Instant coffee has long been the scourge of coffee aficionados worldwide. Often made from poor quality beans, it’s notorious for its subtle taste and aroma of burnt grass clippings. Now, Starbucks, the evil entity responsible for turning middle class America into a hoard of mindless coffee snobs, has tried their hand at making an instant coffee that doesn’t sacrifice quality for speed.
Let’s go with good news first on this one. For starters, Starbucks VIA manages not to taste like the underside of your lawnmower; the flavor was bitterer and less full than a traditional brew, but I just can’t bring myself to say that it was awful. Unfortunately, that is the end of the good news.

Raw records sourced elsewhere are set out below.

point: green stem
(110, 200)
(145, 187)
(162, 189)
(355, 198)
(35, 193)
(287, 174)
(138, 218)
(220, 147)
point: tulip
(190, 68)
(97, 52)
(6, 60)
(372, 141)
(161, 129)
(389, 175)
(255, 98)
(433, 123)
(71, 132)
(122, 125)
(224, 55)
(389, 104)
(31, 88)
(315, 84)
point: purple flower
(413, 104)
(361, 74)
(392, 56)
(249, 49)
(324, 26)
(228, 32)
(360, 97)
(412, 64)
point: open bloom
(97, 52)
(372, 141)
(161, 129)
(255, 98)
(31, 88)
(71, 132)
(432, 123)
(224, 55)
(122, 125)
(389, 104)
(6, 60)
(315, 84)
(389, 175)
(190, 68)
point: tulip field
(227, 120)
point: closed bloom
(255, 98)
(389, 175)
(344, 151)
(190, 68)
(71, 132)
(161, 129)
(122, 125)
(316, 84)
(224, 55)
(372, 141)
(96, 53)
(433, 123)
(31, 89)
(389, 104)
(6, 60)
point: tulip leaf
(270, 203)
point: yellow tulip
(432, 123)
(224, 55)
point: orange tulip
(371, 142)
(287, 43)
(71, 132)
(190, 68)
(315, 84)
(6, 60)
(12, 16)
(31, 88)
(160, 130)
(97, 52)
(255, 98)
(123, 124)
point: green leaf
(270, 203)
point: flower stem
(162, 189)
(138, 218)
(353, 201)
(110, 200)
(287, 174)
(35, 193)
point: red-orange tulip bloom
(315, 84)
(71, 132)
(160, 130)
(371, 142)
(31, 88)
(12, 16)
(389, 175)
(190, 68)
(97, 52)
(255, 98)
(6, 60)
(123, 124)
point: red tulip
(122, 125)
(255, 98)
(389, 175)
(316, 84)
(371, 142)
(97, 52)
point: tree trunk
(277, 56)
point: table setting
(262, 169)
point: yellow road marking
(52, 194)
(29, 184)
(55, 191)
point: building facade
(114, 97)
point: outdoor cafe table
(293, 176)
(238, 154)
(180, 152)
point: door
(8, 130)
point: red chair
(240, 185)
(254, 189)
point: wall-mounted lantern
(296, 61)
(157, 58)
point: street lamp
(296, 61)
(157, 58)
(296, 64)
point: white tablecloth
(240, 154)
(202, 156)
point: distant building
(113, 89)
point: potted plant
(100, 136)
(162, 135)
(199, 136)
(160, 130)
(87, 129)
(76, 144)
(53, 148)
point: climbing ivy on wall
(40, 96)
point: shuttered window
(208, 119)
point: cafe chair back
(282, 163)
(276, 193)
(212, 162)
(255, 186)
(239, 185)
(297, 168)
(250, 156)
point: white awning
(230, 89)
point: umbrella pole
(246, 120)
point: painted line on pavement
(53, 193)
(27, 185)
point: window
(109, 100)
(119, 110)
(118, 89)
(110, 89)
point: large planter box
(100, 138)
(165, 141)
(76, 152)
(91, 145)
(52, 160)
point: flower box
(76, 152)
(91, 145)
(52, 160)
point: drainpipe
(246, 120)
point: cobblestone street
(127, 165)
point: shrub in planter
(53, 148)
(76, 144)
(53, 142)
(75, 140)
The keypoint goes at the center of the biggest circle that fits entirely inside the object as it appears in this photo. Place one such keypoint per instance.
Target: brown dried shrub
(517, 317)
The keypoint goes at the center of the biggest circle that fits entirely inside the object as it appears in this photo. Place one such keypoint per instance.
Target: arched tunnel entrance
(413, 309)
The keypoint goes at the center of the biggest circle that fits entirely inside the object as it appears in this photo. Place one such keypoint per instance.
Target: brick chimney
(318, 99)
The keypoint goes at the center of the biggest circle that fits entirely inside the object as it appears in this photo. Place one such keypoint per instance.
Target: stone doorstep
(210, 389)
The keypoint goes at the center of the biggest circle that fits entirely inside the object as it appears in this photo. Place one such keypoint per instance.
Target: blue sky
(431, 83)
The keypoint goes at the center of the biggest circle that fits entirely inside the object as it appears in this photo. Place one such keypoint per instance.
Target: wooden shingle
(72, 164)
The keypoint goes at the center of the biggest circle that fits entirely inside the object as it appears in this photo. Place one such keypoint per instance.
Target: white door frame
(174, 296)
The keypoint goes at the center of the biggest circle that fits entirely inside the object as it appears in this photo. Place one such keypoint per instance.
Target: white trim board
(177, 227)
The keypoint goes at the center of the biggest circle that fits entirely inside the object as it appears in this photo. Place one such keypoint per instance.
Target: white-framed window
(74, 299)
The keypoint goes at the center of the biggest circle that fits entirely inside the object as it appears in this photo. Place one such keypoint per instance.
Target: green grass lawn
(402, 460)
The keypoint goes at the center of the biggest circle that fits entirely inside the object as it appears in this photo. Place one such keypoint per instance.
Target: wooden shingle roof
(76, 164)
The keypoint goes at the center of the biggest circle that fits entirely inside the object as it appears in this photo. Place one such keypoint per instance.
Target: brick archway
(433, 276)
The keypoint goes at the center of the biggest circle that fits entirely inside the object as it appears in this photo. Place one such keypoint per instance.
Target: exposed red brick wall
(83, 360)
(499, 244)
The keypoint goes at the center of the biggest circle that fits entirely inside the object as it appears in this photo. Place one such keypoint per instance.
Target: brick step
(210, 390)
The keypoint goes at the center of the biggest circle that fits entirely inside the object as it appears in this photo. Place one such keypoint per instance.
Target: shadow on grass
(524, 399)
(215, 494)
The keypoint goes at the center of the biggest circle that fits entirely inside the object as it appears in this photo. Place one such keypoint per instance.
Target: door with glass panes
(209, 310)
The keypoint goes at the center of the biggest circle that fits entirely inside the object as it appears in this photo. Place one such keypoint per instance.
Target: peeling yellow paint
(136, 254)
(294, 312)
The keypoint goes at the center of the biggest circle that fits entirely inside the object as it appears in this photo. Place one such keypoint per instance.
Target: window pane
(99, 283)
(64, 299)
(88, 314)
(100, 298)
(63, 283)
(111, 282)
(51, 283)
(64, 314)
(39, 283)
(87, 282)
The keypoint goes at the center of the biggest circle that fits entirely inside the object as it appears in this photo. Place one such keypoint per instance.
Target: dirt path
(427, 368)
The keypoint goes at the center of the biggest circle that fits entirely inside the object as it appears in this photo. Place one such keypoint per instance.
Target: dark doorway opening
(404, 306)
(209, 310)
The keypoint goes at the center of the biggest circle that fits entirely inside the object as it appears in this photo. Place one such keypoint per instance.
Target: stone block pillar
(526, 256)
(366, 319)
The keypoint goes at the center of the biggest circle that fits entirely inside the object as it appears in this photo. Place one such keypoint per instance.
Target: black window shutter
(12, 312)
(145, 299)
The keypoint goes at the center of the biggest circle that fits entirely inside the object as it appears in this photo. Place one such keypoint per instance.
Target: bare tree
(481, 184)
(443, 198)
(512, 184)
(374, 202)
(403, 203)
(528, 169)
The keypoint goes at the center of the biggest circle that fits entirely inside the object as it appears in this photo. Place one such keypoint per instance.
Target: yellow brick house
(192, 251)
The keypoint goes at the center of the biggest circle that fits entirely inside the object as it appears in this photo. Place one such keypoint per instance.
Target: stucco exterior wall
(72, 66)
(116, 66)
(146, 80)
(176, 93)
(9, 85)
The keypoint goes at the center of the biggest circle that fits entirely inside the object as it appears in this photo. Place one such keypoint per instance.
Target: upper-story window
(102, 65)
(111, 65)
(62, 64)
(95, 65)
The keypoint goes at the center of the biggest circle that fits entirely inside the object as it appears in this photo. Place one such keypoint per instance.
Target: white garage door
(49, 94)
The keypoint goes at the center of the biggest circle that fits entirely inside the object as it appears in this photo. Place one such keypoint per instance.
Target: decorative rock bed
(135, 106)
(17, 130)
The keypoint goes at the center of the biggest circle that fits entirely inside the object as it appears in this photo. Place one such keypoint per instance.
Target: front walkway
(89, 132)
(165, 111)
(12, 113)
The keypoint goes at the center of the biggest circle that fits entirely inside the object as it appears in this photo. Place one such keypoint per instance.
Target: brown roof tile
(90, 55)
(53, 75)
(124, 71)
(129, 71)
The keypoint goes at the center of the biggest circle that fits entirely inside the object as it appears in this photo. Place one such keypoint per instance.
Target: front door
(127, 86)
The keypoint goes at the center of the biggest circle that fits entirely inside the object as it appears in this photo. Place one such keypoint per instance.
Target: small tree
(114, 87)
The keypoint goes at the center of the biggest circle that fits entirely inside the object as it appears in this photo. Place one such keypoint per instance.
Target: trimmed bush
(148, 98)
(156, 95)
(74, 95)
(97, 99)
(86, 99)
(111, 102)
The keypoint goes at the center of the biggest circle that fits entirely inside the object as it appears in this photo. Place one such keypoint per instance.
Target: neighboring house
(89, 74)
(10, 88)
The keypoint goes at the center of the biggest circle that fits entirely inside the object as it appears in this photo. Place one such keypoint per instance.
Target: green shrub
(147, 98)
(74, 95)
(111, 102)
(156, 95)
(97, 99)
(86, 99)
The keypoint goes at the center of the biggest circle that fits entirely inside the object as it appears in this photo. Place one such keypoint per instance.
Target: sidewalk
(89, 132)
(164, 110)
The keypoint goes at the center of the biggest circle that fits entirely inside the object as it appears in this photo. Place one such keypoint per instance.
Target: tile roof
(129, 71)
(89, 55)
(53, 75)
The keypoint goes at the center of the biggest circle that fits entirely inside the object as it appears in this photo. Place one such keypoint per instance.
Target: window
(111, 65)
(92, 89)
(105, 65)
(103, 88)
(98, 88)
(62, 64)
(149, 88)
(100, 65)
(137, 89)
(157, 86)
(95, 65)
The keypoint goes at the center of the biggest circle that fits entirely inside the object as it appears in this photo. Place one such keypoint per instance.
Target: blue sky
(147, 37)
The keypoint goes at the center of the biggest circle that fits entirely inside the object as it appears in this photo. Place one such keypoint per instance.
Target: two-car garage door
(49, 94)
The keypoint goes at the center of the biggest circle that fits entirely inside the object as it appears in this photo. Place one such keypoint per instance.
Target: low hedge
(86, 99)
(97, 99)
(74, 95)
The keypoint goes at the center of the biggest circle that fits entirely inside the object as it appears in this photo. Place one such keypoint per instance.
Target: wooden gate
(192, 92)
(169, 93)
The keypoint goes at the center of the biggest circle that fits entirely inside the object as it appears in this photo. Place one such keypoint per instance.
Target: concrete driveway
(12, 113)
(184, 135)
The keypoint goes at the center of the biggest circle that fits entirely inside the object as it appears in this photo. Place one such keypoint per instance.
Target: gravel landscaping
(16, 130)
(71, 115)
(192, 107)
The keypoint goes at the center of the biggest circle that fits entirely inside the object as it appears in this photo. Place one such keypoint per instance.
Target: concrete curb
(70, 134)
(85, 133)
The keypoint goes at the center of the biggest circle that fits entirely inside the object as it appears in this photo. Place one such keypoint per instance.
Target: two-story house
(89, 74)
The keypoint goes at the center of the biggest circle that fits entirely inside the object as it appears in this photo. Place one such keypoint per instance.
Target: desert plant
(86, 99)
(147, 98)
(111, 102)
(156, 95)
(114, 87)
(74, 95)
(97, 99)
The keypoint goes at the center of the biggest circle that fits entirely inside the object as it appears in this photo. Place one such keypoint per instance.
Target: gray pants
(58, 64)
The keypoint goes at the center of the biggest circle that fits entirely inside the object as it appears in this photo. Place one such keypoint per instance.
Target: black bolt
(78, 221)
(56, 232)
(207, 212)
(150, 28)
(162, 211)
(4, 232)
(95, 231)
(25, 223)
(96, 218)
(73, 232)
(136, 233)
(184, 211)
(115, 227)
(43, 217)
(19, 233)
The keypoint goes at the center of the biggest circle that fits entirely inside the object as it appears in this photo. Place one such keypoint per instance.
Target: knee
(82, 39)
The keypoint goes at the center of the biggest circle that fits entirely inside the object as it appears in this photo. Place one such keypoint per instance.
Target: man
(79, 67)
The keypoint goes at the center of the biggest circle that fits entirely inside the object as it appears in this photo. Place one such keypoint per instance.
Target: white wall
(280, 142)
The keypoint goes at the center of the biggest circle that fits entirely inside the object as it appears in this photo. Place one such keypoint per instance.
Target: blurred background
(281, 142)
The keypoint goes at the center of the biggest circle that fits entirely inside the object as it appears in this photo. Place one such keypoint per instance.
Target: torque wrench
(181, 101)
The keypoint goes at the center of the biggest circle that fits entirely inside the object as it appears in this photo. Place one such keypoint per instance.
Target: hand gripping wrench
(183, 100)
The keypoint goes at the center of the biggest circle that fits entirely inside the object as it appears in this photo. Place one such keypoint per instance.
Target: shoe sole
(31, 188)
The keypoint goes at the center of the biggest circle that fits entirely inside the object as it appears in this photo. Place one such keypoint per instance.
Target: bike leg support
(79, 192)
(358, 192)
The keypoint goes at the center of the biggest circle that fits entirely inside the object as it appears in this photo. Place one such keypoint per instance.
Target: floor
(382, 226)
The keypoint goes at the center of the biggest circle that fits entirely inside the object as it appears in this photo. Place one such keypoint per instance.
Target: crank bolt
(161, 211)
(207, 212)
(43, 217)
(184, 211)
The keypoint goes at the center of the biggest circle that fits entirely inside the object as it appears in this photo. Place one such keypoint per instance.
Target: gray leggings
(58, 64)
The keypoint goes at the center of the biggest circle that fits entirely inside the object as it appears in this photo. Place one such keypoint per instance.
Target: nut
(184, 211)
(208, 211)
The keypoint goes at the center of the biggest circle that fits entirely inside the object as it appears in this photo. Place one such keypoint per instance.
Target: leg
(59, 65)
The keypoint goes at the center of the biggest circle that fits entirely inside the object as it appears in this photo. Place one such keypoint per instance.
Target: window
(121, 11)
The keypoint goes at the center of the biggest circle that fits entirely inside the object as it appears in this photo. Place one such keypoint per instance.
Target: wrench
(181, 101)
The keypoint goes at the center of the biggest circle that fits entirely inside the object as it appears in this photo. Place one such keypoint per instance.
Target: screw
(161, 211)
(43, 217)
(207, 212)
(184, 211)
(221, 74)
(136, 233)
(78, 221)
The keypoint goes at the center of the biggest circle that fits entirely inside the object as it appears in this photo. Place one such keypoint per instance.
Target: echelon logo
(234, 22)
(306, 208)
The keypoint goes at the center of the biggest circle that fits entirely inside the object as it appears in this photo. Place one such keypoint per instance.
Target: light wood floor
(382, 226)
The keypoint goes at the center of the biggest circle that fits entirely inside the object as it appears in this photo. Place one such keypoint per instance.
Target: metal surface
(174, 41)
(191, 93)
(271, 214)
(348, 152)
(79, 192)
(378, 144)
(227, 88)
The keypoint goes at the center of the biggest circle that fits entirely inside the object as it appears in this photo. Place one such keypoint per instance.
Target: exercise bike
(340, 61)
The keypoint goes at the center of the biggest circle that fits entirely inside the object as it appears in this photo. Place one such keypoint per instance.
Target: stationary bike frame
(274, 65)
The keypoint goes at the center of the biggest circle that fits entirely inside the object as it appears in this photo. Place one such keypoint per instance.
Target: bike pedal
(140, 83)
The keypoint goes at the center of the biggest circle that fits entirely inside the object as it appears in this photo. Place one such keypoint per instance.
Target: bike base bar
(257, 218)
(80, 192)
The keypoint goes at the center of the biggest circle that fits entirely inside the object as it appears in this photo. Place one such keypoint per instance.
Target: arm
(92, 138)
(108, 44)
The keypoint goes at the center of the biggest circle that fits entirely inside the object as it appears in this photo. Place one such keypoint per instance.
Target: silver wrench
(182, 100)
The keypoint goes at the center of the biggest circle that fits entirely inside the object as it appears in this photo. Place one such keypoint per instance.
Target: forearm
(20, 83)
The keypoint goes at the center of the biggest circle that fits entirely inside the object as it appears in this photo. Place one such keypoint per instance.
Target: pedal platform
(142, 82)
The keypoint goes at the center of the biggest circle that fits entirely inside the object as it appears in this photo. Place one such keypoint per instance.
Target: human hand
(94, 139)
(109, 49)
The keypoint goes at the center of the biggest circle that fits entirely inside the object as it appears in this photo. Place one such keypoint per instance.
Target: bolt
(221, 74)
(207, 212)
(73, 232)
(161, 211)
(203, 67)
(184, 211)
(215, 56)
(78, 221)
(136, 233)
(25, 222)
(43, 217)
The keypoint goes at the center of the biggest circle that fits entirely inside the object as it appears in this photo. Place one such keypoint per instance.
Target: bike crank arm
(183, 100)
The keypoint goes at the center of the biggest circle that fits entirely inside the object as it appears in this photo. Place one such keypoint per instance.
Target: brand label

The problems here aren’t so much Starbucks’ doing; they are simply flaws inherent in all instant coffees. Despite popular belief, instant coffee isn’t just made of coffee beans ground within an inch of their lives. Rather, it’s actually brewed coffee that has been dehydrated and crystallized — a process which, to say the least, is not conducive to flavor preservation. The good people at Starbucks realize that this process basically ruins their coffee; therefore, instead of wasting their best berries, they use lower quality beans to begin with. This compounds the flavor problem and leads to uneven caffeine content, which left me feeling jittery for hours — a problem I rarely experience with conventional brew.
While VIA was certainly not as woeful as expected, it was a noticeable step down from the real deal. It isn’t really any faster to boil up some water than it is to run the coffee pot. At $1.33 a pop, it’s pretty pricey; and since each packet is only good for 8 oz, you’ll need two to fill up that travel mug. In the end, you’re much better off investing in a real coffee pot, or better yet, popping your head into Java Wally’s and avoiding the Starbucks goliath altogether.